The wives decided to market their produce, dairy, baked goods and meats in a suburban area known as Bethesda. They leased a space, and a few years later, built their own wooden structure with stalls for selling their goods. There was no air conditioning, no heat, no refrigeration. The women dressed in white dresses, white stockings, white shoes and hairnets. The husband farmers helped load the trucks and deliver the goods to the Market. They stacked the vegetables, fruit, eggs, freshly shorn rabbits and plucked chickens on top of giant blocks of ice. The women shooed the men away as soon as the doors opened—this was their territory and they made the rules: no men allowed. The men were sent back to the farms until pick up time.
More than half a century ago, one little boy was allowed to work side-by-side with his mother in the Farm Womens Market. His name is Ray Renn, and he’s still here more than fifty years later. Ray recalls life in the early days when he stood on tip-toe to see over the counter. “I was born here,” laughs Ray. “Obviously I wasn’t pulling as many shifts back then.”
There’s a black and white newspaper photo Ray behind his counter full of cabbages, winter squash and brussel sprouts—he was only 12. Ray shares the story of growing up in this Market: “It started in 1942, when my parents first brought me here. They owned the stall and traditionally sold produce. The stall belonged to my grandmother, and then my mother took over. We branched out into flowers and stuff. Early on we had chickens, eggs, our cows made butter. The rules have changed dramatically since we did that.”

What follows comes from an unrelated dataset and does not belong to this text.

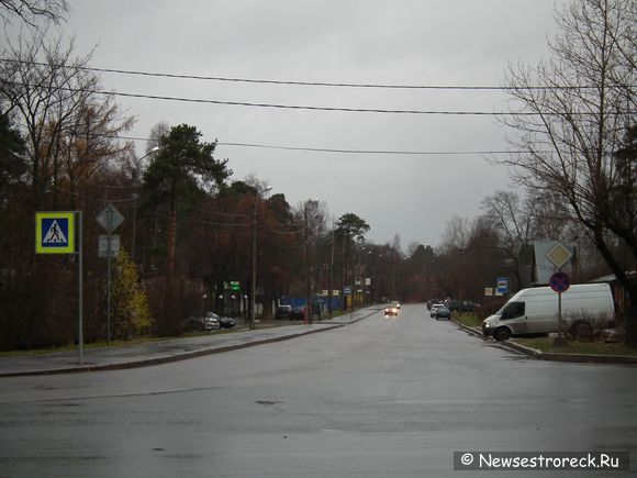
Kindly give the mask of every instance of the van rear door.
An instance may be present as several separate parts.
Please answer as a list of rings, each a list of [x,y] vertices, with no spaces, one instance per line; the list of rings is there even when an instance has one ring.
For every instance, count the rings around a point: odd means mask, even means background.
[[[526,315],[524,302],[509,302],[502,310],[500,320],[509,325],[514,335],[526,334]]]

“I decided to carry on the tradition when my parents started to take ill in early 1960s. I decided to help them for a few years to decide what I wanted to do–that was 40 years ago—before that it was forced labor,” Ray jokes. For Ray, the farmers that work in the Market are like family: “I grew up here. I went to school–my parents would put me on the bus—and then I came back to work.”

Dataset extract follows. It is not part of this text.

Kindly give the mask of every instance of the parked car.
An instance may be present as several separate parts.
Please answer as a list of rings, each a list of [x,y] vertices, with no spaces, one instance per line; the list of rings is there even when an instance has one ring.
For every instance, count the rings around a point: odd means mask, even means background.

“Oh yeah,” says Ray ruefully. “The rules started getting laxer and laxer as the years moved on. We kept the name—Farm Women’s Market–never wanted to change the name. It was original. I like the history of it. The doors of this building opened in 1938, and until recently some of the original women were working here.”
“We still have tons of regular customers. Unfortunately we see the older customers passing on; a lot of customers have been with us for decades. You realize that when you’ve been here yourself for 53 years,” Ray adds. Margaret thinks people like Ray are a dying breed: “We don’t have that many farmers around like we used to have. The younger generation doesn’t want take over. They can get better jobs making more money.”

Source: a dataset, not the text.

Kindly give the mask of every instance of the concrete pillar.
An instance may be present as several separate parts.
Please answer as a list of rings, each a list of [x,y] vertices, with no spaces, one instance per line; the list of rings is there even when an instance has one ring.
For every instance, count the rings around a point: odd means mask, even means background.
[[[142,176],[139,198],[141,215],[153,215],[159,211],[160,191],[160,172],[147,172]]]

Meeting vendors like Ray and Margaret make shopping in a farmer’s market unique. The personal attention you receive and knowing these products were harvested just a short drive from home—well, there’s just something special about that. So, support your local farmer’s market. Besides the freshest, most beautiful produce, and friendly, appreciative smiles, these farmers just might have a story to tell.
Ray Renn’s stall at the Montgomery Farm Women’s Cooperative Market on Wisconsin Avenue in downtown Bethesda, established more than 75 years ago.